Compared with levodopa, dopamine agonists are associated with fewer motor complications in the first 5 years of the disease, but it is unclear whether this translates into benefits in the long term when these problems become more significant. Although all clinical trials demonstrate a lower efficacy compared with levodopa, this difference does not seem to affect quality-of-life scores in early disease.Because of the lower incidence of motor complications, dopamine agonists had been typically used as initial therapy in younger patients, then levodopa would be added in the case of poor tolerance or inadequate benefit, or later because of waning efficacy of the dopamine agonist; however, this strategy is being re-examined and the use of levodopa in younger patients is rising.

Because bromocriptine can cause pulmonary fibrosis, the newer, non-ergot dopamine agonists (pramipexole and ropinirole) are better choices. Daytime sleepiness or sudden irresistible attacks of sleep can occur with all of the dopamine replacement medications, including levodopa, but occur more frequently with dopamine agonists compared with levodopa.Impulse control disorders such as hypersexual behaviour or pathologic gambling occur in up to 50% of patients taking dopamine agonists. It is important to discuss these significant side effects with your patient. Additional difficulties with dopamine agonists, compared with levodopa, include more GI upset, orthostatic hypotension and psychiatric reactions (hallucinations and confusion); in addition, supplementary levodopa is almost always required for supervening disability after varying periods of time. For these reasons, there has been a shift away from using dopamine agonists.

Apomorphine subcutaneous injection is the first member of a new category of Parkinson rescue medications to be approved in Canada. It is indicated for use during an off-episode that has not responded to adjustments to other medications. The onset of action is 10 minutes, with a duration of action of approximately 90 minutes. There is a significant risk of GI upset at the initiation of treatment that requires 2 days of pretreatment with domperidone. The initial dose is administered under medical supervision, typically in an outpatient clinic, in order to determine an appropriate starting dose and to assess for adverse effects, particularly orthostatic hypotension.

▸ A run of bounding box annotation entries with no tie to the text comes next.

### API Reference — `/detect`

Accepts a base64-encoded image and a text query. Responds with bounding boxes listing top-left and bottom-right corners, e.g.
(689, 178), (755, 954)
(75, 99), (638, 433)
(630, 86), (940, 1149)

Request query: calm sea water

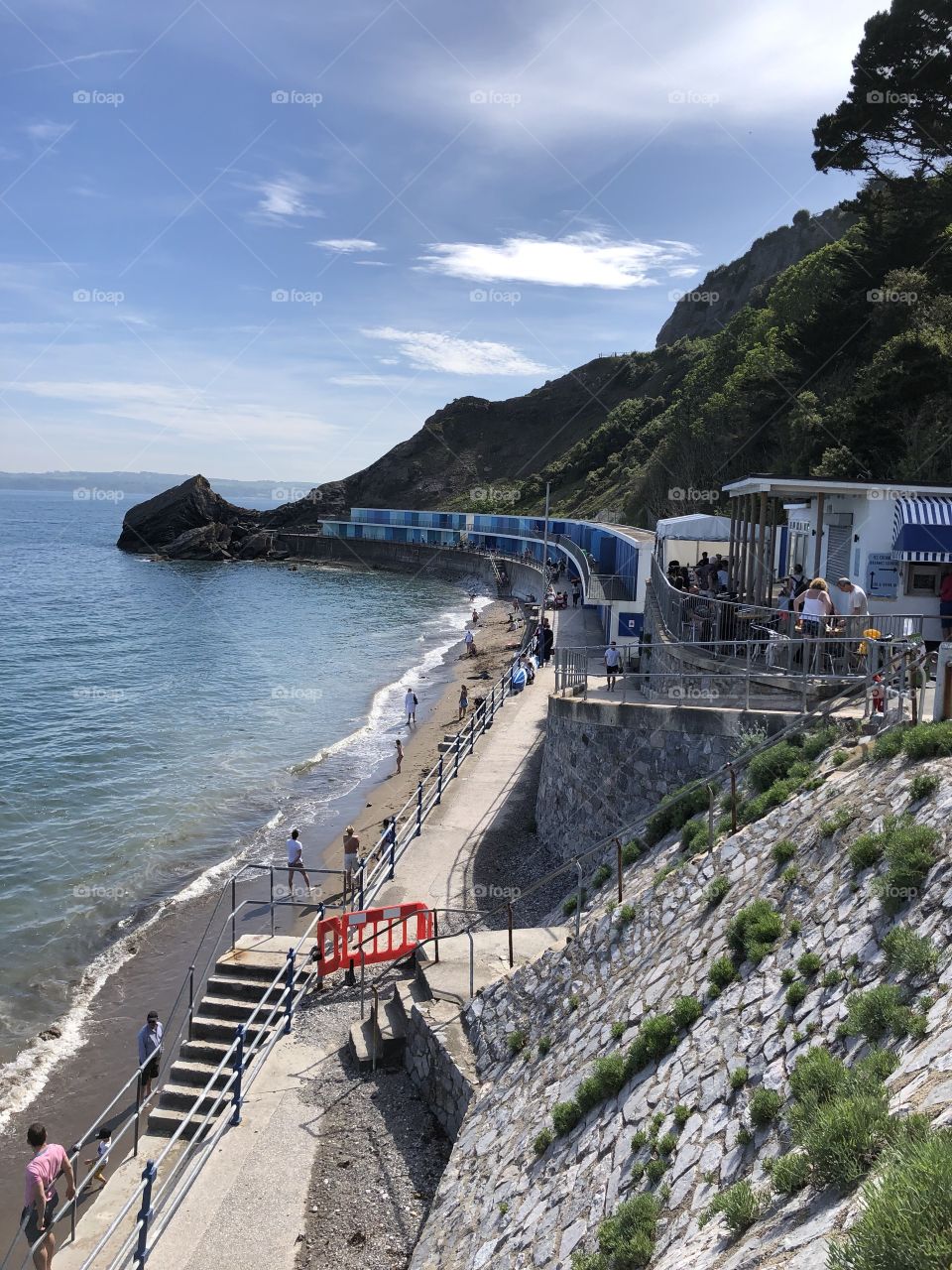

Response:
(0, 491), (477, 1123)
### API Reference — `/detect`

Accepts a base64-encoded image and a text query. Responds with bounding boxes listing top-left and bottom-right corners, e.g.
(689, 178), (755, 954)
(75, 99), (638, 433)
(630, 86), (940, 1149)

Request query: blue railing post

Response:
(285, 949), (295, 1036)
(136, 1160), (156, 1270)
(231, 1024), (245, 1124)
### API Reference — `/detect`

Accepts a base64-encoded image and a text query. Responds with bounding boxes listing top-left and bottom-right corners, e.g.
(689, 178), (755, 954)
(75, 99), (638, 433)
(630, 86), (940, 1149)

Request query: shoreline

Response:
(0, 588), (517, 1255)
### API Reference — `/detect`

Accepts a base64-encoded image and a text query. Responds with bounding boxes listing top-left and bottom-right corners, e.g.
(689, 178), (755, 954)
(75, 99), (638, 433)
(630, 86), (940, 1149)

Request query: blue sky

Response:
(0, 0), (884, 481)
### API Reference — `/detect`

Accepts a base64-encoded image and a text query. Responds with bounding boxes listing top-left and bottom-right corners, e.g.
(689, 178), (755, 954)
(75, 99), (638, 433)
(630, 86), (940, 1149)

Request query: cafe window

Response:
(906, 564), (940, 595)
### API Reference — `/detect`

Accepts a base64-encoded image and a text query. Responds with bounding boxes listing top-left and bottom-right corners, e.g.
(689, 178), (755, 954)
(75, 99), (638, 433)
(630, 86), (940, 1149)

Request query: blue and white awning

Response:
(892, 496), (952, 564)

Monoamine Oxidase B Inhibitors

Early clinical evaluations of selegiline, an irreversible inhibitor of monoamine oxidase B (MAO-B), suggested that it might slow the progression of PD. Evidence now indicates that it does not have a substantial neuroprotective effect, and most of the apparent benefit during the first year of treatment is likely due to its mild effects on symptoms. In addition, it does not delay the development of dyskinesia or fluctuations associated with chronic levodopa therapy. A second, more potent MAO-B inhibitor, rasagiline, is now available as initial treatment to improve motor symptoms and for patients with more advanced disease to help with wearing off. Studies have suggested it may slow disease progression but this remains controversial.

Amantadine

Amantadine provides mild-to-modest improvement in about two-thirds of early Parkinson’s patients and improves levodopa-induced dyskinesia in the later stages of the disease. Its exact mechanism of action is unclear but it may release dopamine from the presynaptic terminals or block its reuptake. Amantadine is an N-methyl-D-aspartate (NMDA) antagonist, which may account for some of its antiparkinsonian efficacy. The blockade of NMDA receptors confers a neuroprotective effect in some animal models of parkinsonism, and it has been suggested that amantadine improves survival in PD patients; however, this is unproven. Amantadine is not recommended as a drug of first choice in the early management of PD. It may be considered in patients whose dyskinesias are not adequately managed by modifying existing therapy. It is easy to use and usually well tolerated; leg edema, erythema and livedo reticularis (a reversible condition characterized by a bluish, mottled appearance of the skin, mainly of the lower extremities) are the most common adverse events. In patients with cognitive deficits, amantadine can increase confusion and should not be used.

Anticholinergics

Anticholinergic drugs such as benztropine, ethopropazine and trihexyphenidyl have been used in the treatment of PD for decades, since before the availability of levodopa. Their major putative effect is on tremor, with little or no effect on bradykinesia; however, this has not been well studied. They can be used as monotherapy or as adjuncts to dopaminergic therapy. Their many side effects (e.g., dry mouth, urinary retention, constipation) limit their use, especially in the elderly, and they are not recommended as drugs of first choice.They should not be used in patients with dyskinesias and/or motor fluctuations.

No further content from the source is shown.